Lack of data describing long-term functional outcomes and treatment toxicity present additional challenges to shared decision making. Current literature would suggest that late severe toxicities such as end stage bladder and surgically managed bowel complications are rare (1%–3%) and post-treatment quality of life is at least comparable to RC.8,9 However, the paucity of these data beyond 15 years, including the understudied possibility of secondary malignancy, makes evaluations of the appropriateness of TMT in younger populations with longer life expectancies challenging.

Finally, the impact of these treatment approaches on the health care system as well as patients’ finances must be considered. In an analysis of 2,963 patients included in the Surveillance, Epidemiology, and End Results-Medicare linked database, median total costs were significantly higher for TMT compared to RC resulting in nationwide excess spending of $468 million.10 The extent to which patients are responsible for this added cost is unknown, but there is a clear need for further evaluation of potential financial toxicity that may influence treatment choice and regret in this population.

Utilization of TMT among other bladder sparing approaches is anticipated to grow as advancements occur. There are currently over half a dozen clinical trials evaluating the potential value of adding immune checkpoint inhibitors to TMT regimens. Biomarker directed therapy, application of novel intravesical drug delivery systems (such as TAR-200), advancements in disease imaging and higher precision radiotherapy technology are just a few of the potential innovations that hold promise for continued improvement of oncologic outcomes and toxicity profiles associated with TMT.

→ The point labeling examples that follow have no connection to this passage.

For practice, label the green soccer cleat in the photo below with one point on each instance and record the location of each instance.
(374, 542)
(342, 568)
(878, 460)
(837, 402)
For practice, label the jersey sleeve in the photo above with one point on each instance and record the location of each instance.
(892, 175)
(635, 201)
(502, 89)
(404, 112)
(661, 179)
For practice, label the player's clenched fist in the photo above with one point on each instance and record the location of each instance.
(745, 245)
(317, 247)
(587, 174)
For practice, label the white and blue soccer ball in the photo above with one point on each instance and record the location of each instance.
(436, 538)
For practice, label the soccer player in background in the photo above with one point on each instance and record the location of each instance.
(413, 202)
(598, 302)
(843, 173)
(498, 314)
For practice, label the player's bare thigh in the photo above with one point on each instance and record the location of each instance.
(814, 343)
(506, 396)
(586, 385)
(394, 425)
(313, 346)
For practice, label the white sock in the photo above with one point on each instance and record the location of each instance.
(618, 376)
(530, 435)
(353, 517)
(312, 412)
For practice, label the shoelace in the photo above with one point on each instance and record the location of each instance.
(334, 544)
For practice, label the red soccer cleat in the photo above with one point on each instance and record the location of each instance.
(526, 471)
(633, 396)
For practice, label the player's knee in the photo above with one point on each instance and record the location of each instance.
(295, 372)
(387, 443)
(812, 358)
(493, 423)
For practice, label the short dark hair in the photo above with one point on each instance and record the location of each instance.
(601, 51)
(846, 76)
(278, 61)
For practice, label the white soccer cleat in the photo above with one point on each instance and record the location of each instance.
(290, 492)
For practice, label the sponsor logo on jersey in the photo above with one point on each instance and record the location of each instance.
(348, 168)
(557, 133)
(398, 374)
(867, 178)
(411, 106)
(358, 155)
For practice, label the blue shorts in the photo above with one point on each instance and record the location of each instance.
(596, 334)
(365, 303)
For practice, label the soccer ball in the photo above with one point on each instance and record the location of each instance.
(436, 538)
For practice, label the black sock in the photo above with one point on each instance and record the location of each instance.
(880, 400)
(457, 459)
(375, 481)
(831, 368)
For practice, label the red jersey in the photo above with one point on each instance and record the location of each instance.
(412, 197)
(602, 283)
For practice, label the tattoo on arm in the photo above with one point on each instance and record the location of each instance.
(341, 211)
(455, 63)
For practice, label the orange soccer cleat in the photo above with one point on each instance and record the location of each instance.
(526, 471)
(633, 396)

The demographics, comorbidities, and preferences of these MIBC patients along with promising oncologic outcomes are the driving force behind TMT’s expanded use. However, the emergence of improved long-term evaluations of toxicity and quality of life in the context of oncologic outcomes and economic considerations are needed to understand which patients are most appropriate for bladder sparing approaches. We live in an exciting time for bladder cancer care and look forward to therapies which hold the promise of challenging RC and ultimately improving “bladder intact event-free survival.”

  1. Parekh DJ, Reis IM, Castle EP et al: Robot-assisted radical cystectomy versus open radical cystectomy in patients with bladder cancer (RAZOR): an open-label, randomised, phase 3, non-inferiority trial. Lancet 2018; 391: 2525.
  2. Fletcher SA, Harmouch SS, Krimphove MJ et al: Characterizing trends in treatment modalities for localized muscle-invasive bladder cancer in the pre-immunotherapy era. World J Urol 2018; 36: 1767.
  3. Smith ZL, Christodouleas JP, Keefe SM et al: Bladder preservation in the treatment of muscle-invasive bladder cancer (MIBC): a review of the literature and a practical approach to therapy. BJU Int 2013; 112: 13.
  4. Huddart RA, Hall E, Lewis R et al: Life and death of SPARE (Selective Bladder Preservation against Radical Excision): reflections on why the spare trial closed. BJU Int 2010; 106: 753.
  5. Wettstein MS, Rooprai JK, Pazhepurackel C et al: Systematic review and meta-analysis on trimodal therapy versus radical cystectomy for muscle-invasive bladder cancer: does the current quality of evidence justify definitive conclusions? PLoS One 2019; 14: e0216255.
  6. Zlotta AR, Ballas LK, Niemierko A et al: Multi-institutional matched comparison of radical cystectomy to trimodality therapy for muscle-invasive bladder cancer. J Clin Oncol, suppl., 2022; 40: 433.
  7. Efstathiou JA, Spiegel DY, Shipley WU et al: Long-term outcomes of selective bladder preservation by combined-modality therapy for invasive bladder cancer: the MGH experience. Eur Urol 2012; 61: 705.
  8. Rödel C, Grabenbauer GG, Kühn R et al: Combined-modality treatment and selective organ preservation in invasive bladder cancer: long-term results. J Clin Oncol 2002; 20: 3061.
  9. Mak KS, Smith AB, Eidelman A et al: Quality of life in long-term survivors of muscle-invasive bladder cancer. Int J Radiat Oncol Biol Phys 2016; 96: 1028.
  10. Williams SB, Shan Y, Ray-Zack MD et al: Comparison of costs of radical cystectomy vs trimodal therapy for patients with localized muscle-invasive bladder cancer. JAMA Surg 2019; 154: e191629.